Saturday, May 23, 2015

Two Weeks of Faster Running, But Why?

In the few weeks since running the Volcano Half, I have been able to put together a nice string of training runs, with personal records (PR’s) set on several occasions within that time-frame, at distances ranging from 4 to 9+ miles. So why the sudden onslaught of faster runs? I wish I had a definite answer to that question, but all I have is theories…

After finishing the half marathon, I set two goals for my next race of that distance: finish faster, and finish stronger. In my research of how to accomplish these two goals, the common suggestion for both was strength training. I had been doing push-ups and sit-ups fairly regularly, but that was the extent of my strength workout. You would think that running would strengthen leg muscles on its own, but the consensus opinion is that running simply isn’t enough – so I had to come up with ways to better strengthen my legs and my core, and joining a gym or CrossFit group was not an option.

I came up with the following routine utilizing body-weight or light free weights, repeating 3 times:

  • Calf raises on a piece of 2x4 (eventually with added free weights)
  • Bicep curls, with free weights
  • Normal slow crunches and/or bicycle crunches
  • Bodyweight squats, with added free weights
  • Push-ups (alternating triceps push-ups)
  • Lunges, with free weights
  • Triceps curls, with free weights
  • Torso twists, with free weights
  • Forearm curls
  • Planks

I have not yet found time to do this more than once or twice a week, but I think it’s already helping my running times. I know from past weight-lifting experience that strength training can help endurance as well as actual strength, so I’m hopeful that I will be able to perform better at my next half at the end of August.

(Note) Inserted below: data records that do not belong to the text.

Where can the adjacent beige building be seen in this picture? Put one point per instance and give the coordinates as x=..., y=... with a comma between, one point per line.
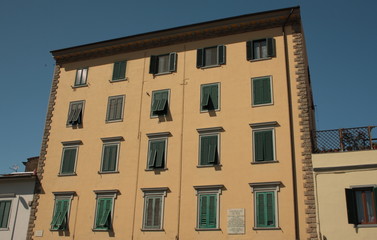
x=196, y=132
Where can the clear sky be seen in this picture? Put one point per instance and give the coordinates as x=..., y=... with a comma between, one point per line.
x=341, y=38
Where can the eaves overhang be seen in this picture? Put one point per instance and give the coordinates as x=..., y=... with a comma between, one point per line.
x=178, y=35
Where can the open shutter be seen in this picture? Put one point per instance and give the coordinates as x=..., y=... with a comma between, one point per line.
x=249, y=50
x=351, y=207
x=69, y=157
x=172, y=62
x=153, y=65
x=270, y=47
x=199, y=58
x=221, y=54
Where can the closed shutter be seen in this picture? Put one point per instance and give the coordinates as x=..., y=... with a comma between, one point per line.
x=69, y=159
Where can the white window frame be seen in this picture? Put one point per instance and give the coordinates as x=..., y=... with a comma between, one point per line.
x=154, y=192
x=202, y=190
x=266, y=187
x=271, y=92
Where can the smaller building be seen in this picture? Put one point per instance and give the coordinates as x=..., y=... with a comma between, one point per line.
x=345, y=176
x=16, y=197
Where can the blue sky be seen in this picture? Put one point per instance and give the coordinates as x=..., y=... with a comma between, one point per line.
x=341, y=38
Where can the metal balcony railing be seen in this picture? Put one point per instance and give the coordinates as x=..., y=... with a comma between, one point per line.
x=344, y=140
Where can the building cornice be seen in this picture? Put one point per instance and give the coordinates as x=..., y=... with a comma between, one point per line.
x=178, y=35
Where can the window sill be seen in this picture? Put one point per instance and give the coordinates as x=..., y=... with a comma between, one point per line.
x=109, y=172
x=207, y=166
x=366, y=226
x=79, y=86
x=266, y=228
x=265, y=162
x=207, y=229
x=152, y=230
x=118, y=80
x=66, y=174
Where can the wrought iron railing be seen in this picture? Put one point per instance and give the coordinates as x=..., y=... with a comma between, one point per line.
x=344, y=140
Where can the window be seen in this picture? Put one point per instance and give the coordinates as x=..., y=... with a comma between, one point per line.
x=119, y=71
x=160, y=103
x=75, y=113
x=165, y=63
x=265, y=204
x=115, y=108
x=69, y=157
x=260, y=49
x=153, y=208
x=362, y=205
x=61, y=210
x=262, y=91
x=110, y=154
x=208, y=206
x=211, y=56
x=263, y=145
x=210, y=97
x=104, y=209
x=81, y=76
x=4, y=213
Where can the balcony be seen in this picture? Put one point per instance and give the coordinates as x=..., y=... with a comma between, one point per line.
x=344, y=140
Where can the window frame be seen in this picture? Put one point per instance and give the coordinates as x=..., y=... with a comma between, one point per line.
x=154, y=193
x=263, y=129
x=81, y=83
x=109, y=108
x=270, y=49
x=7, y=198
x=202, y=86
x=152, y=115
x=253, y=104
x=62, y=196
x=352, y=205
x=105, y=194
x=266, y=187
x=208, y=190
x=80, y=123
x=201, y=56
x=113, y=79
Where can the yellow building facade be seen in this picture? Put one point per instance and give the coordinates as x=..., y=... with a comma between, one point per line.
x=195, y=132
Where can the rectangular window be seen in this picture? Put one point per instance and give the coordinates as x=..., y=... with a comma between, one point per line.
x=209, y=149
x=157, y=153
x=115, y=108
x=75, y=113
x=69, y=157
x=264, y=145
x=211, y=56
x=260, y=49
x=81, y=76
x=262, y=91
x=362, y=205
x=119, y=71
x=160, y=103
x=210, y=97
x=165, y=63
x=153, y=208
x=61, y=213
x=109, y=157
x=4, y=213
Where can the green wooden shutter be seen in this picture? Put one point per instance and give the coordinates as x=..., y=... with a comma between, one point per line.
x=172, y=62
x=221, y=54
x=270, y=47
x=109, y=158
x=69, y=159
x=153, y=66
x=199, y=58
x=249, y=50
x=351, y=206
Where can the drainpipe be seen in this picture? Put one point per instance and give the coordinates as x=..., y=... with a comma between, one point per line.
x=291, y=126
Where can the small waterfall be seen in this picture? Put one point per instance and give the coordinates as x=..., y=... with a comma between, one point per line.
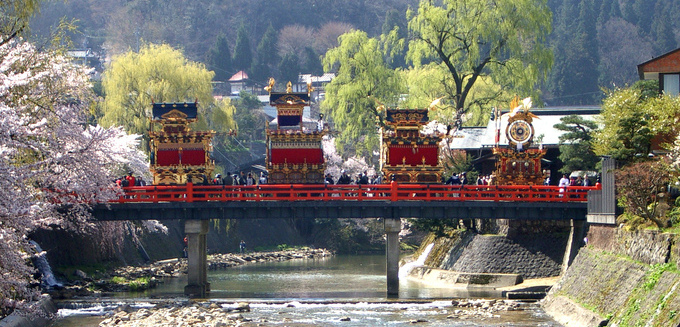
x=40, y=262
x=406, y=269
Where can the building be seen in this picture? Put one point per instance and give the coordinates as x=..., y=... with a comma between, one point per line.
x=238, y=82
x=665, y=69
x=479, y=142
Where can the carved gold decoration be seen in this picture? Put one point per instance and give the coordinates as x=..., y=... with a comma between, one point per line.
x=270, y=85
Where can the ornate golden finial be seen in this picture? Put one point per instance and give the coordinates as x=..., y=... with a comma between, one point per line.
x=433, y=105
x=270, y=86
x=514, y=103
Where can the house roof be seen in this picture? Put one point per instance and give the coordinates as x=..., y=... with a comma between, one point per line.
x=668, y=62
x=309, y=78
x=239, y=77
x=483, y=137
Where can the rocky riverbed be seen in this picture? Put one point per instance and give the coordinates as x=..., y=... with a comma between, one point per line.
x=138, y=278
x=240, y=314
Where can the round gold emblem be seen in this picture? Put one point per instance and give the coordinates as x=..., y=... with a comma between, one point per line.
x=520, y=132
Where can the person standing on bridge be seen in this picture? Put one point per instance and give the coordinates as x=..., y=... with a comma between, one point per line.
x=130, y=179
x=228, y=180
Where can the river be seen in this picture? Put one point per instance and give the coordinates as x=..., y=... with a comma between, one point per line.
x=319, y=293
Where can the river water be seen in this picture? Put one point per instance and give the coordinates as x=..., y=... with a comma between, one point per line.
x=320, y=292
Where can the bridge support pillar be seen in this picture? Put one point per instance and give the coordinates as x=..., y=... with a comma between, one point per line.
x=197, y=273
x=573, y=243
x=392, y=229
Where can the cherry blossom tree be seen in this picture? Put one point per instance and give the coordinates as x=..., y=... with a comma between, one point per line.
x=53, y=165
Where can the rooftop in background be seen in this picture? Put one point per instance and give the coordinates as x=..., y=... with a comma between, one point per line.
x=468, y=138
x=239, y=77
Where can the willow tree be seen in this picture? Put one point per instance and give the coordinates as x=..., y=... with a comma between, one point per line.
x=474, y=39
x=157, y=73
x=362, y=78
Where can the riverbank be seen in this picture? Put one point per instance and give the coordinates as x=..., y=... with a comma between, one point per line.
x=620, y=278
x=139, y=278
x=190, y=313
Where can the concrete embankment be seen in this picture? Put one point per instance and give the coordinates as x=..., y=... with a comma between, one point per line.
x=469, y=260
x=620, y=279
x=45, y=308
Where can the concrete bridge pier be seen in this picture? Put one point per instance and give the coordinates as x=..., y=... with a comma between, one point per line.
x=197, y=273
x=392, y=229
x=574, y=243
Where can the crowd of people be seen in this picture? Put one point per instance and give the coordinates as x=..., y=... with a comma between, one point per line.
x=360, y=179
x=250, y=179
x=130, y=180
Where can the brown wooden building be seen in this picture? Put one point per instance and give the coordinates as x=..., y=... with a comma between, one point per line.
x=664, y=68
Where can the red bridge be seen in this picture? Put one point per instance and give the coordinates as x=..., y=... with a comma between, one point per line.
x=379, y=192
x=197, y=204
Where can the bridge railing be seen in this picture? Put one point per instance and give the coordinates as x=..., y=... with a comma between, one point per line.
x=380, y=192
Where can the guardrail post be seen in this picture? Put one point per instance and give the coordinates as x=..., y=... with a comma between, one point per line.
x=197, y=270
x=392, y=229
x=393, y=195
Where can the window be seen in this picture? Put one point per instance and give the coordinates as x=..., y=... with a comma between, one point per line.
x=671, y=84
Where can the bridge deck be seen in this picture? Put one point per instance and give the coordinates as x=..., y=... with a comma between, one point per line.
x=346, y=201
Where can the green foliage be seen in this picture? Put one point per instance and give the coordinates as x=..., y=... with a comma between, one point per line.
x=439, y=227
x=312, y=62
x=575, y=46
x=638, y=187
x=626, y=134
x=243, y=54
x=361, y=72
x=475, y=38
x=249, y=117
x=14, y=17
x=219, y=59
x=266, y=57
x=575, y=145
x=157, y=73
x=289, y=68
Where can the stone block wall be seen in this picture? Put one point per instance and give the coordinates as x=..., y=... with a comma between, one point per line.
x=619, y=279
x=647, y=246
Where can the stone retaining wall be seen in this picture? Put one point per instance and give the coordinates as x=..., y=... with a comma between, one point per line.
x=647, y=246
x=619, y=279
x=532, y=256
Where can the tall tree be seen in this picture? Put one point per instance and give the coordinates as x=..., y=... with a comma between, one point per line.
x=471, y=39
x=289, y=68
x=574, y=79
x=243, y=54
x=312, y=63
x=14, y=17
x=157, y=73
x=266, y=57
x=294, y=38
x=53, y=164
x=219, y=59
x=396, y=23
x=662, y=29
x=627, y=131
x=362, y=77
x=576, y=152
x=621, y=45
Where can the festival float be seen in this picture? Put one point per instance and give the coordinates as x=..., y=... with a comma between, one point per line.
x=294, y=152
x=407, y=154
x=178, y=154
x=518, y=163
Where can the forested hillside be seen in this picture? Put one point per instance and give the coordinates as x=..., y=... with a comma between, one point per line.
x=596, y=43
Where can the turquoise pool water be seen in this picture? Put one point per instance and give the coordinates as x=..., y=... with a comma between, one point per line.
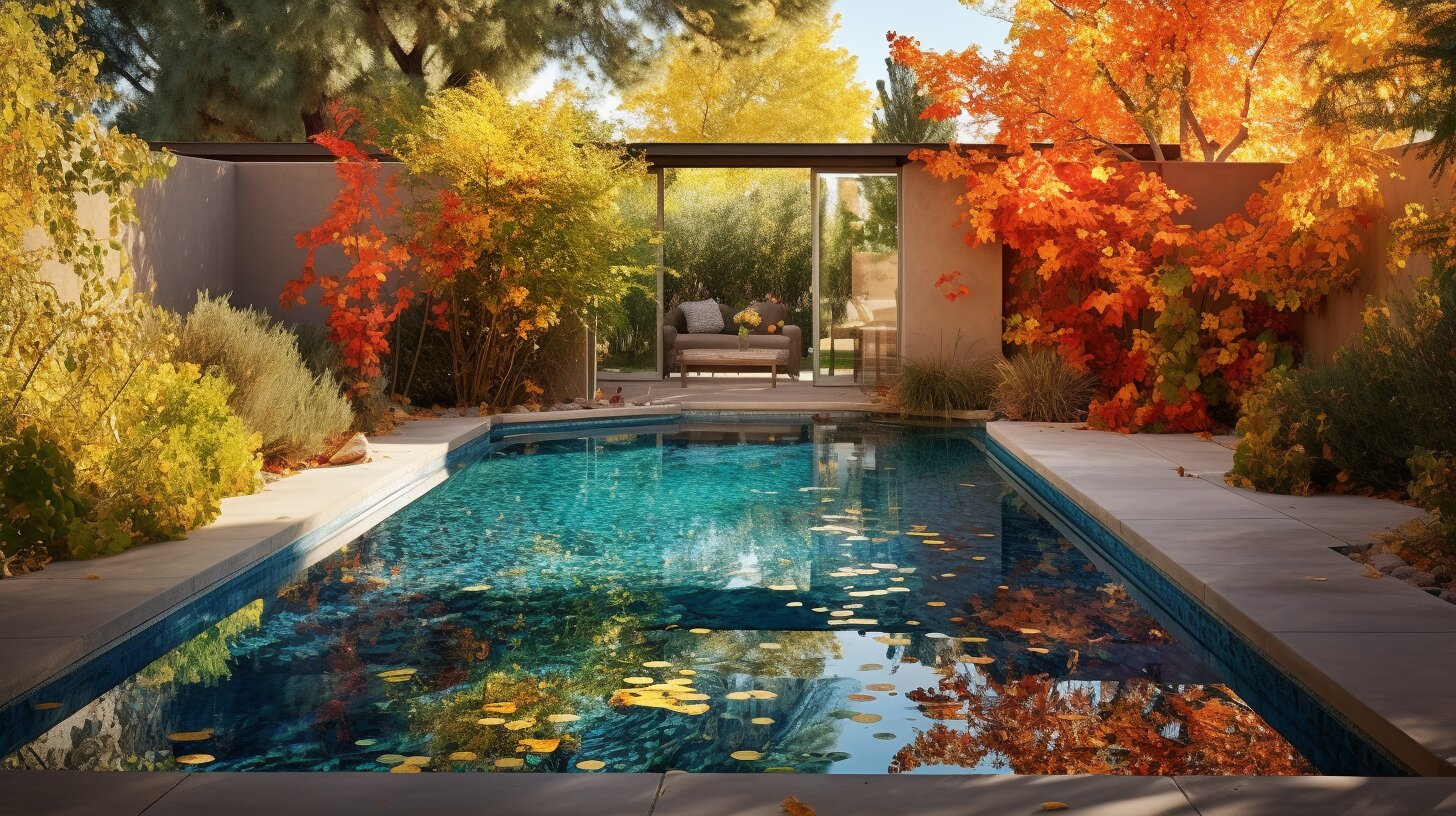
x=776, y=596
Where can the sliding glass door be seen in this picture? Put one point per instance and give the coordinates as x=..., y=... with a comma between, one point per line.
x=856, y=277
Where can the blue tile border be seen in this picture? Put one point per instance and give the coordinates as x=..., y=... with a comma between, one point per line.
x=1325, y=738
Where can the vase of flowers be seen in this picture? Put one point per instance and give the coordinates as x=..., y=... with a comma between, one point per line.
x=747, y=321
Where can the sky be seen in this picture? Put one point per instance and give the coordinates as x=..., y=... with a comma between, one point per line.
x=939, y=25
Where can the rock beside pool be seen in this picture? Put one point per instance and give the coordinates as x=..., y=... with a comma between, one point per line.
x=1388, y=561
x=354, y=450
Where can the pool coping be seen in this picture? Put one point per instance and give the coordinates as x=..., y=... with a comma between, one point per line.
x=104, y=793
x=1378, y=652
x=73, y=611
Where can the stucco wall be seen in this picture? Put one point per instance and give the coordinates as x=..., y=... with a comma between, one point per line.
x=184, y=238
x=1334, y=324
x=932, y=246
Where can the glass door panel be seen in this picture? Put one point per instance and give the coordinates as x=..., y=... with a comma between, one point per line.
x=856, y=277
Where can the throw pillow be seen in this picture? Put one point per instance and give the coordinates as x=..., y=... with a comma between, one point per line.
x=702, y=316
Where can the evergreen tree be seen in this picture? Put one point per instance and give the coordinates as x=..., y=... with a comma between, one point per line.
x=1410, y=89
x=267, y=70
x=900, y=107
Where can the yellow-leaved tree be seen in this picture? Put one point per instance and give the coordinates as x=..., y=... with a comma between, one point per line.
x=104, y=440
x=791, y=85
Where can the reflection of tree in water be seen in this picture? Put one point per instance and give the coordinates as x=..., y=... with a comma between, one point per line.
x=125, y=729
x=1034, y=724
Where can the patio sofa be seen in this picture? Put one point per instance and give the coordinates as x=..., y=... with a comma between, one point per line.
x=677, y=338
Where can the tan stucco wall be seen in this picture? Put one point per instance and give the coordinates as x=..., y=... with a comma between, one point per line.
x=184, y=238
x=1337, y=322
x=932, y=246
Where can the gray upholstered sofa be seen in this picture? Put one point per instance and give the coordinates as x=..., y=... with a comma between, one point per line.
x=786, y=337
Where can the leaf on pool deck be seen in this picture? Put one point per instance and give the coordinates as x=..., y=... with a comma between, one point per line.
x=791, y=806
x=192, y=736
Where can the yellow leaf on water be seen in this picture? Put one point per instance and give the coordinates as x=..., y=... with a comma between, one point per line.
x=191, y=736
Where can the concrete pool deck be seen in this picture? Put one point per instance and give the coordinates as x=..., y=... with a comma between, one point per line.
x=1376, y=650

An additional benefit to the added strength training has been stronger muscles and tendons in my feet – which means greatly reduced arch pain, even with the faster pace. This factor alone is sure to shave a few seconds per mile off my run time. If I can make it through 9.5 miles with zero pain in my foot, then I can go all out at the end without feeling the need to nurse my stride.

While researching ways to improve running times, I also found considerable support for not stretching at all before a run, but instead warming up with a 5 to 10 minute walk, which is something I do anyway. I had been stretching both before and after my runs, but read that stretching cold could actually put extra strain on the muscles and lead to injury. So, the other change I made was eliminating pre-run stretching – now it’s just a warm-up walk, and stretches after the run.

The other option is that all the training I’ve been doing the past few months is contributing to a faster pace, but as stated above, running on its own isn’t a reliable way to strengthen leg muscles, so I really don’t think this is the case.

At this point these two tweaks seem to be making a difference, so I plan to continue in the foreseeable future. 

What strength training exercises do you regularly do? If you run, what have you done to help you run faster?